More values-driven than previous generations, Generation Y tends to see work as a chance to be fulfilled and make a difference. They demand more from leadership, and feel no qualms about challenging how they’re being managed. Work-life balance is key, and they want to be able to work flexibly and collaboratively with others. This generation is also highly entrepreneurial, with the majority wanting to run their own businesses.

Generation Z (born from 1996 onwards)

The new starters, Generation Z are digital natives who’ve grown up with the internet, mobile phones and social media. Although they’re used to being able to find out things instantly, they also value face-to-face communication alongside email, phone and instant messaging. Purpose and values are important to them, and they rate employers who take social awareness and corporate social responsibility seriously.

Embracing age diversity

Diverse workforces - including people of all ages - bring clear benefits. Studies show that productivity, innovation, engagement and crucially bottom line improve. What’s more, diversity and inclusion are important factors that make up the company culture necessary to attract and retain star players.

A recent survey showed that people think working with other generations is a big positive, with 53% of respondents saying they’d learned a lot from other generations.

These findings don’t surprise us at RHL, where we’re skilled at finding the best talent for technical professional vacancies.
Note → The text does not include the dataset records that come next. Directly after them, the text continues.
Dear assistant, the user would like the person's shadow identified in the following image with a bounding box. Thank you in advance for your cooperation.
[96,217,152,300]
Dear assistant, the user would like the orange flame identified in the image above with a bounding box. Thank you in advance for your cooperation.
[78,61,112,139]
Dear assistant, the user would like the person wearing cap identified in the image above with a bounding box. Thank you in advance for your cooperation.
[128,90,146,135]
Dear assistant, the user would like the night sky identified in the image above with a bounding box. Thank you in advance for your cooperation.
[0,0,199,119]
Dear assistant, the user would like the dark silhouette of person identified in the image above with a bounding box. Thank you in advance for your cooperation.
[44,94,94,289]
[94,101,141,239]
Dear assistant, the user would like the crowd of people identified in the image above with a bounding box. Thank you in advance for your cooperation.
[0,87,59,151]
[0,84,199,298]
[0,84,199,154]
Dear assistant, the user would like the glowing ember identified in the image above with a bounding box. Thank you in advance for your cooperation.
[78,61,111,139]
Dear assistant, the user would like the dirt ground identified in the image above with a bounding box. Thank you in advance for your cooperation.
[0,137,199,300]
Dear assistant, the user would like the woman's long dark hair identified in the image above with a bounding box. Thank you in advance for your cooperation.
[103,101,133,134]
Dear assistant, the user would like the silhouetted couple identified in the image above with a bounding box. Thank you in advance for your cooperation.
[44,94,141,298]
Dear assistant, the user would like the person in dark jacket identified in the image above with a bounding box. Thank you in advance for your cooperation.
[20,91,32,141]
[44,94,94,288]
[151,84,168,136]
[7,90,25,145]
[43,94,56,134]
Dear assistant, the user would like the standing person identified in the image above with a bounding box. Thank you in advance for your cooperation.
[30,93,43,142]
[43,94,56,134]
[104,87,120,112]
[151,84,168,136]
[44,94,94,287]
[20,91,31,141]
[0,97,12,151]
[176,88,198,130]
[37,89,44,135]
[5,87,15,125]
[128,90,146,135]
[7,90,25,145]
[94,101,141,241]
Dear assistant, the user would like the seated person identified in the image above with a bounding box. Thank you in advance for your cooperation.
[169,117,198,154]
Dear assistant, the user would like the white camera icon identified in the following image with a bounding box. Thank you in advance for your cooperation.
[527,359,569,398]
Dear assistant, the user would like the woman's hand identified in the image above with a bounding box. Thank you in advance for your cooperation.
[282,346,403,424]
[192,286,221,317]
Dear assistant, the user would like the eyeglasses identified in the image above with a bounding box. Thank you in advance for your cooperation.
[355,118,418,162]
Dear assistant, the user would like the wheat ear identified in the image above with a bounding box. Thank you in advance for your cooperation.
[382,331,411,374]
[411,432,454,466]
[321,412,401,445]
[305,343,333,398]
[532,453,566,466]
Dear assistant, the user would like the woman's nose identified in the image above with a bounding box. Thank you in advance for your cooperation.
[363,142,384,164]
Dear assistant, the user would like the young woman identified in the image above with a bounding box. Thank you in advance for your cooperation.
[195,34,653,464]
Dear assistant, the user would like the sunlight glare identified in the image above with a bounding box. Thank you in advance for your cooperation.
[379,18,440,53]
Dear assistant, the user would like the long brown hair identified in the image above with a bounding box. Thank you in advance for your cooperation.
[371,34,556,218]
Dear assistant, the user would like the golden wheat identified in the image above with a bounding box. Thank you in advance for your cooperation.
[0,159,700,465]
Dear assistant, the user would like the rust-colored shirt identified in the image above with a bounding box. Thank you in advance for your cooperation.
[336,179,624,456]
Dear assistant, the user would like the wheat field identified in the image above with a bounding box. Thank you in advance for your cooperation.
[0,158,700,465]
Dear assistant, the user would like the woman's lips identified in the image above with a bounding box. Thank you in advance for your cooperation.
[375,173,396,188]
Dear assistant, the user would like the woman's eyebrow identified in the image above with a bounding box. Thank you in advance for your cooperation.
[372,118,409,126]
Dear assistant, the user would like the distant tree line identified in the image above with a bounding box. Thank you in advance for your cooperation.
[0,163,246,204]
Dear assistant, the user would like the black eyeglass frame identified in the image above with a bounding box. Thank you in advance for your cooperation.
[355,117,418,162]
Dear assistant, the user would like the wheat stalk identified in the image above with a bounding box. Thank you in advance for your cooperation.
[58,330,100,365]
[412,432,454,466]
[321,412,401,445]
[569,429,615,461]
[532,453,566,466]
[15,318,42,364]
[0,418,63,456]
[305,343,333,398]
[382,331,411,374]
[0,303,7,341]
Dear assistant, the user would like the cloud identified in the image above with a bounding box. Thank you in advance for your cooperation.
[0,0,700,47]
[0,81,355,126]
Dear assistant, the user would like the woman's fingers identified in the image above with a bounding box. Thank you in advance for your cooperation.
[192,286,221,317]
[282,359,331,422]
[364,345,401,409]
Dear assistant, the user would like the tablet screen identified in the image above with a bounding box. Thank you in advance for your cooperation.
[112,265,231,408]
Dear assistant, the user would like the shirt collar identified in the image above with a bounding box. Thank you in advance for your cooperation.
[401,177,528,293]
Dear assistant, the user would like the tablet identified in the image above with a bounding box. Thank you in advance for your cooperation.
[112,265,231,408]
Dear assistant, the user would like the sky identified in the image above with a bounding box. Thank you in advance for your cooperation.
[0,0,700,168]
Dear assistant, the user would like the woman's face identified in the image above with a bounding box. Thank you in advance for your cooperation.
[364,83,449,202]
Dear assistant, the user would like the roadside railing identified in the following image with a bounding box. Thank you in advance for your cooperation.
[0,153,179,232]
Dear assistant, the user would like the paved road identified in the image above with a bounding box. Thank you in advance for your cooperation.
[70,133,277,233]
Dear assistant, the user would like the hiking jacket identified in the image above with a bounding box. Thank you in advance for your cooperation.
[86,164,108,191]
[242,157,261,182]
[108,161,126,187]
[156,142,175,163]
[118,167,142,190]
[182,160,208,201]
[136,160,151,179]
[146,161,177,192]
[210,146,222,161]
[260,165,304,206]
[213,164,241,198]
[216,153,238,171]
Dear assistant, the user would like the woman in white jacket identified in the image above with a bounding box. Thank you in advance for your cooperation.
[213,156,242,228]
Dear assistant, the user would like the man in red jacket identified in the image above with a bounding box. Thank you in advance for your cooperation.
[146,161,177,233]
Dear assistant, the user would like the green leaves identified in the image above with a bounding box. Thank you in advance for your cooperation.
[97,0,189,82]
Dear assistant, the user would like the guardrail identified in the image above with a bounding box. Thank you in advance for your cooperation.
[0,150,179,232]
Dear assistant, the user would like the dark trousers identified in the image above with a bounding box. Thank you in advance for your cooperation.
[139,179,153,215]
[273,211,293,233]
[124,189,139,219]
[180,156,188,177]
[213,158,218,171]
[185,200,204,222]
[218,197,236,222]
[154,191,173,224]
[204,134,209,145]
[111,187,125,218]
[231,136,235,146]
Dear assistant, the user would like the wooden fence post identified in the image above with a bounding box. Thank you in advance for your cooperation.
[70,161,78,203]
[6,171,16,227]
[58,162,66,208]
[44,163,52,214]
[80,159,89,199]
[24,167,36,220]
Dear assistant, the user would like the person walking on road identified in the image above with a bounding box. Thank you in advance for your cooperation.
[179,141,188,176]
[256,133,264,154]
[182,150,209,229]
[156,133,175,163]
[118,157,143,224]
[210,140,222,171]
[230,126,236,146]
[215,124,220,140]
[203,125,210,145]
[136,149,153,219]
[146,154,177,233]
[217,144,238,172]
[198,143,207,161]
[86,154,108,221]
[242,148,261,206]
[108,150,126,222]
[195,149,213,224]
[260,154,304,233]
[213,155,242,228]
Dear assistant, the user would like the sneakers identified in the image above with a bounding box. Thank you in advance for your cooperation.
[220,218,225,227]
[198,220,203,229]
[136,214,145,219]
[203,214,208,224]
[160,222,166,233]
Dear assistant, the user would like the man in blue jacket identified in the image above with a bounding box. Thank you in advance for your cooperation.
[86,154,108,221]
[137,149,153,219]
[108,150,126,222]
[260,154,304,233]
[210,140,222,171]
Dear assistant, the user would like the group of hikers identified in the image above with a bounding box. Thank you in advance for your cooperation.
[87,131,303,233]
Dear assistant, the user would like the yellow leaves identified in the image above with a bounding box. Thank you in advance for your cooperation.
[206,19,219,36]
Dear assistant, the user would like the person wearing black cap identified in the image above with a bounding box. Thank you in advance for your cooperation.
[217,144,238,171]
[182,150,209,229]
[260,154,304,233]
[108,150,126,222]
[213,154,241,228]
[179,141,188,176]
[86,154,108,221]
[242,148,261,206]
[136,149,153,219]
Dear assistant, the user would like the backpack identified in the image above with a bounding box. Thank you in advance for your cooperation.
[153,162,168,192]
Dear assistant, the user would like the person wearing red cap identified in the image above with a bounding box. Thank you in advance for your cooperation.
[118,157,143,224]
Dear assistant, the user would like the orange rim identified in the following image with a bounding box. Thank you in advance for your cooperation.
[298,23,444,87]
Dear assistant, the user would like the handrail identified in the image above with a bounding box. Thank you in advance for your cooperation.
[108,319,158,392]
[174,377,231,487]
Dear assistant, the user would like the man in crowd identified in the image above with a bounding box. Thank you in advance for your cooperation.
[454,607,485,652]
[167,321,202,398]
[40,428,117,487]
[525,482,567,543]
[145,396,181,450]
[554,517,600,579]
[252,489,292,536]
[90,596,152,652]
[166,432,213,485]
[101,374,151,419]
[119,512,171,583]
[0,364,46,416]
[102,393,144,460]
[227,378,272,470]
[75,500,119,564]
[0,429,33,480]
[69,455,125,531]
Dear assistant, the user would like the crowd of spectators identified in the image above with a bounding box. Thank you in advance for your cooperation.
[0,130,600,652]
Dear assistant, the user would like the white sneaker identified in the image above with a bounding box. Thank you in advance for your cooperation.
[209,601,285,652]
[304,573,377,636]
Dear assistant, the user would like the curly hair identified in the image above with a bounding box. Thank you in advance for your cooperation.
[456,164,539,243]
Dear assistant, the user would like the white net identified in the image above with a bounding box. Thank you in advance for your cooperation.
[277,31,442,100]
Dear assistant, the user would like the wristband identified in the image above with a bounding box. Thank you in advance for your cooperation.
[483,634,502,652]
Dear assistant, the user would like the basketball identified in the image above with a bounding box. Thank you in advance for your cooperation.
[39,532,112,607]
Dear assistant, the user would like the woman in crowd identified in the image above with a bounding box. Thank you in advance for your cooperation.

Time and again, we notice that the employers outperforming their rivals thrive on a wide range of ideas and knowledge from a broad group of people - including different ages.

Seeing beyond labels

While it’s helpful to know what broadly defines each generation, it’s important to try and avoid stereotypes or sweeping generalisations about different cohorts.

Many businesses find cross-generation mentoring a helpful tool for this, with younger employees coaching older colleagues in digital skills, and more experienced colleagues passing on interpersonal skills and institutional knowledge.

This kind of mentoring is a way to help colleagues of varying ages connect and empathise with each other - while also capitalising on the wealth of different skills, experiences and viewpoints the workforce contains.

It’s clear that leading multiple generations in the workplace is about understanding and respecting people’s differences - but also viewing each colleague as people in their own right. Is it time to think about how your company can make more of its multi-generational workforce?